The difference between 15% and 20% on a $15 bill is 75 cents. The difference between pre- and post-tax is even smaller. You might not get bonus points for ignoring that, but you'll definitely lose points (in my eyes, at least) for fretting about such a small amount of money.
Anyone loses points (in my eyes) for tipping an exact amount regardless of the quality of service. It's a tip, it's supposed to reflect how well you were treated. If you do 18 or 20% no matter what, you're missing the point of tipping. If I'm eating spicy food and my glass is empty for the entire duration of my meal because the server is not paying attention, you're lucky to get a tip at all. I've left 50% tips, I've left no tip, and I've rounded $9.99 to $10 and called that a tip.
Anyone working in a restaurant expecting a tip for bare minimum service has my pity, but not my money. You get my money by doing a good job.
It's a tip, it's supposed to reflect how well you were treated.
That may be how the practice started, but that's no longer how it works. I mean, you can clearly tip however little or much you'd like, but, culturally, the tip is nothing more than a formality. And like any formality, you're free to ignore it, but you should be aware that that's what you're doing.
The idea of a tip is to compensate service based on quality. If that's not the goal, then the cost should just be integrated into the price of the meal. Since it's not, that means tipping should be reserved for compensating service based on quality. Restaurants are free to set service fees (and many do, "A fee of 18% will be imposed upon parties of 10 or more"), but a tip is still a tip.
You give me poor service, you get a poor or nonexistent tip. If the server doesn't like that, then they should provide better service. If the restaurant doesn't like paying their staff to make up the difference between what their wages and minimum wage, they're free to take action against that server (from more training to just firing them). That's the behavior that tips are meant to encourage. Either you're a good server and you make more than minimum wage, or you're a poor server and you don't have a job anymore. That's how the entire economy works.
At any rate, a tip is not a formality. If people are treating it as such, I have a problem with that. Either do away with tips and pay the staff what they're worth or make tips based on quality of service.
Of course and I said as much. Whether or not to shake the hand of someone you meet is also up to the hand-shaker, but, again, you should just be aware that declining to do so bucks convention.

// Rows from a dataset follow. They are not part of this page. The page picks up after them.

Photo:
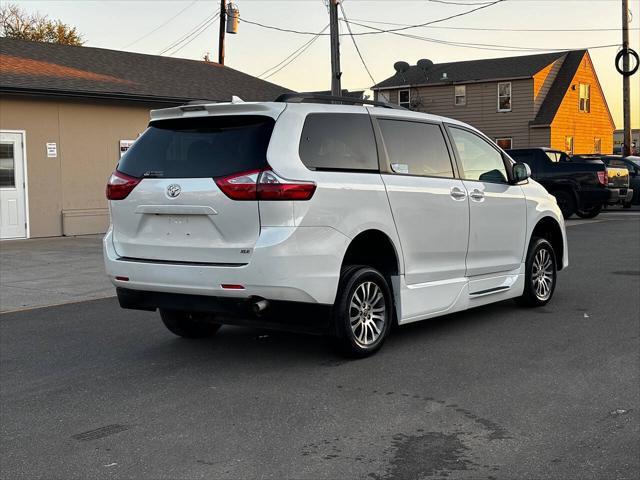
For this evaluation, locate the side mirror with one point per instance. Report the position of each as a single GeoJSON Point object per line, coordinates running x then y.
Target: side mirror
{"type": "Point", "coordinates": [521, 171]}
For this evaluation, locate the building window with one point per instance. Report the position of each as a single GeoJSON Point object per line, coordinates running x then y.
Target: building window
{"type": "Point", "coordinates": [504, 143]}
{"type": "Point", "coordinates": [568, 145]}
{"type": "Point", "coordinates": [404, 98]}
{"type": "Point", "coordinates": [584, 104]}
{"type": "Point", "coordinates": [460, 95]}
{"type": "Point", "coordinates": [504, 96]}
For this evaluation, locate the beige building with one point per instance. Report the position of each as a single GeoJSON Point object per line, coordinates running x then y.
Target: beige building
{"type": "Point", "coordinates": [65, 114]}
{"type": "Point", "coordinates": [545, 100]}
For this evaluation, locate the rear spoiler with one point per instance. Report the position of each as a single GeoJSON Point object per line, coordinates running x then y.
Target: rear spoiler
{"type": "Point", "coordinates": [202, 109]}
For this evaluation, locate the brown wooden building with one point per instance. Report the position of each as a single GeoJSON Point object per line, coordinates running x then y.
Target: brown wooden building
{"type": "Point", "coordinates": [65, 114]}
{"type": "Point", "coordinates": [549, 100]}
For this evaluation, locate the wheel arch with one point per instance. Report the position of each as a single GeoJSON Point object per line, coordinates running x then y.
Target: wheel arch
{"type": "Point", "coordinates": [549, 228]}
{"type": "Point", "coordinates": [374, 248]}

You're talking about what you think tipping should be; I'm talking about what it is.
Where are you that workers have to pay a sales tax on their tips?
On the question of USA-ian innumeracy, I noticed recently that a
Darden restaurant had provided some pre-calculated tip amounts on
the bill (just displayed, not added to the total). The tip levels
were 15, 18, and 20% - and they were calculated from the pre-tax total.
Convenience, good or bad customer relations, good or bad staff
support, slightly more useful than some toll-free survey number, or
sign of the coming info-pocalypse due to lack of STEM students?
I've taken to tipping 18%, and the process I use to calculate that mentally starts with what you mentioned, but with one more step:
Divide by 10 for 10%; double that number for 20%. Take 10% away from that number to get 18%.
E.g.
100 check
move the decimal => 10
double that => 20
move the decimal => 2
subtract previous value from the one before (thus 90% of 20%, or 18%) => 18
This feels like a good mental math exercise to me on a 4- or 5-digit number since it requires a couple of values to be remembered while you're calculating. Gotta stay sharp!
Do you eat out enough that tipping is a significant expense? I just estimate 20% and round to the next dollar, $0.40 isn't going to bleed me dry and most servers make crap anyway.
The thing which sticks with me most is, in a note about US tipping culture (an utterly foreign concept in Japan), the line "Many Americans may require a calculator to determine what 20% of $18 is. It is unwise to offer to assist."